As described above for an automated installation, you must also tell Galaxy
about any system level BLAST databases using the tool-data/blastdb*.loc files.

You must install the NCBI BLAST+ standalone tools somewhere on the system
path. Currently the unit tests are written using "BLAST 2.2.26+".
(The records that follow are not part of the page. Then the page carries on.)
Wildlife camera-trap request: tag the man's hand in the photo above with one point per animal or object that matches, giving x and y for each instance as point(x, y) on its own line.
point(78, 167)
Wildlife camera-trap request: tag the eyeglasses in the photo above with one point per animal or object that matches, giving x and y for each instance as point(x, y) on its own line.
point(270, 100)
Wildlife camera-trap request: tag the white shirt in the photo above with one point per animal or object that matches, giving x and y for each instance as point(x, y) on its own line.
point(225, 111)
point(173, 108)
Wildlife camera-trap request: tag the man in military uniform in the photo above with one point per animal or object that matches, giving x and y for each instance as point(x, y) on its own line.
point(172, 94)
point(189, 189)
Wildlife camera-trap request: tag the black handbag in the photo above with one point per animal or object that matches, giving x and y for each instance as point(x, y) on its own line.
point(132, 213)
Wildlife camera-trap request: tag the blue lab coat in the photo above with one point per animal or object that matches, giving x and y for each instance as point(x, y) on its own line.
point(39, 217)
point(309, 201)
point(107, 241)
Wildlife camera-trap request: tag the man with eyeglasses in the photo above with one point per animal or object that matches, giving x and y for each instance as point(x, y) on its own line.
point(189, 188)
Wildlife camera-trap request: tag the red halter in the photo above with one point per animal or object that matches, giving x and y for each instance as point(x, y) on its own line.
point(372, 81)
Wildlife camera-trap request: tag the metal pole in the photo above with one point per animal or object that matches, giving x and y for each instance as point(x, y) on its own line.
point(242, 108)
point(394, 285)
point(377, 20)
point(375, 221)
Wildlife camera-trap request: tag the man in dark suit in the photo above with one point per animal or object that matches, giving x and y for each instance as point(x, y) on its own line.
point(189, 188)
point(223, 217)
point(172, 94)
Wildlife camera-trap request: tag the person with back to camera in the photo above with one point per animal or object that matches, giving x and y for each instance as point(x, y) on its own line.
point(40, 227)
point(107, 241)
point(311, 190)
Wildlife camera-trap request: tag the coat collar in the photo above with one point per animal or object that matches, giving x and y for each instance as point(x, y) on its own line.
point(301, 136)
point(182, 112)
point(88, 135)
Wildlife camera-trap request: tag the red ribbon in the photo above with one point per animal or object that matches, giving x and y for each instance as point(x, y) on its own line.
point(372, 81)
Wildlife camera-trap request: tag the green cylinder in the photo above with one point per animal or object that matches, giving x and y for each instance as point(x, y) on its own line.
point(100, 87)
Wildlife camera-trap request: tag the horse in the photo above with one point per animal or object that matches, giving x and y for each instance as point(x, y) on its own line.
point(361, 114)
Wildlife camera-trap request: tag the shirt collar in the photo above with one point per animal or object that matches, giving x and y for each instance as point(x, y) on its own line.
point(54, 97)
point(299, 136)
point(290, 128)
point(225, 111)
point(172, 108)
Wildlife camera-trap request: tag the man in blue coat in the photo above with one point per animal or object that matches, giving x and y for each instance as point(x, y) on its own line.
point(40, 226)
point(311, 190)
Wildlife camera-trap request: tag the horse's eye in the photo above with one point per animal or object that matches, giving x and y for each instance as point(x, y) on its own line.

Run the functional tests (adjusting the section identifier to match your
tool_conf.xml.sample file):

./run_functional_tests.sh -sid NCBI_BLAST+-ncbi_blast_plus_tools


History
=======

v0.0.11 - Final revision as part of the Galaxy main repository, and the
          first release via the Tool Shed
v0.0.12 - Implements genetic code option for translation searches.
        - Changes <parallelism> to 1000 sequences at a time (to cope with
          very large sets of queries where BLAST+ can become memory hungry)
        - Include warning that BLAST+ with subject FASTA gives pairwise
          e-values
v0.0.13 - Use the new error handling options in Galaxy (the previously
          bundled hide_stderr.py script is no longer needed).
v0.0.14 - Support for makeblastdb and blastdbinfo with local BLAST databases
          in the history (using work from Edward Kirton), requires v0.0.14
          of the 'blast_datatypes' repository from the Tool Shed.
v0.0.15 - Stronger warning in help text against searching against subject
          FASTA files (better looking e-values than you might be expecting).
v0.0.16 - Added repository_dependencies.xml for automates installation of the
          'blast_datatypes' repository from the Tool Shed.
v0.0.17 - The BLAST+ search tools now default to extended tabular output
          (all too often our users where having to re-run searches just to
          get one of the missing columns like query or subject length)
v0.0.18 - Defensive quoting of filenames in case of spaces (where possible,
          BLAST+ handling of some mult-file arguments is problematic).
v0.0.19 - Added wrappers for rpsblast and rpstblastn, and new blastdb_d.loc
          for the domain databases they use (e.g. CDD, PFAM or SMART).
        - Correct case of exception regular expression (for error handling
          fall-back in case the return code is not set properly).
        - Clearer naming of output files.


Developers
==========

This script and related tools are being developed on the 'tools' branch of the
following Mercurial repository:
https://bitbucket.org/peterjc/galaxy-central/

For making the "Galaxy Tool Shed" http://toolshed.g2.bx.psu.edu/ tarball I use
the following command from the Galaxy root folder:

$ ./tools/ncbi_blast_plus/make_ncbi_blast_plus.sh

This simplifies ensuring a consistent set of files is bundled each time,
including all the relevant test files.


Licence (MIT/BSD style)
=======================

Permission to use, copy, modify, and distribute this software and its
documentation with or without modifications and for any purpose and
without fee is hereby granted, provided that any copyright notices
appear in all copies and that both those copyright notices and this
permission notice appear in supporting documentation, and that the
names of the contributors or copyright holders not be used in
advertising or publicity pertaining to distribution of the software
without specific prior permission.

THE CONTRIBUTORS AND COPYRIGHT HOLDERS OF THIS SOFTWARE DISCLAIM ALL
WARRANTIES WITH REGARD TO THIS SOFTWARE, INCLUDING ALL IMPLIED
WARRANTIES OF MERCHANTABILITY AND FITNESS, IN NO EVENT SHALL THE
CONTRIBUTORS OR COPYRIGHT HOLDERS BE LIABLE FOR ANY SPECIAL, INDIRECT
OR CONSEQUENTIAL DAMAGES OR ANY DAMAGES WHATSOEVER RESULTING FROM LOSS
OF USE, DATA OR PROFITS, WHETHER IN AN ACTION OF CONTRACT, NEGLIGENCE
OR OTHER TORTIOUS ACTION, ARISING OUT OF OR IN CONNECTION WITH THE USE
OR PERFORMANCE OF THIS SOFTWARE.

NOTE: This is the licence for the Galaxy Wrapper only. NCBI BLAST+ and
associated data files are available and licenced separately.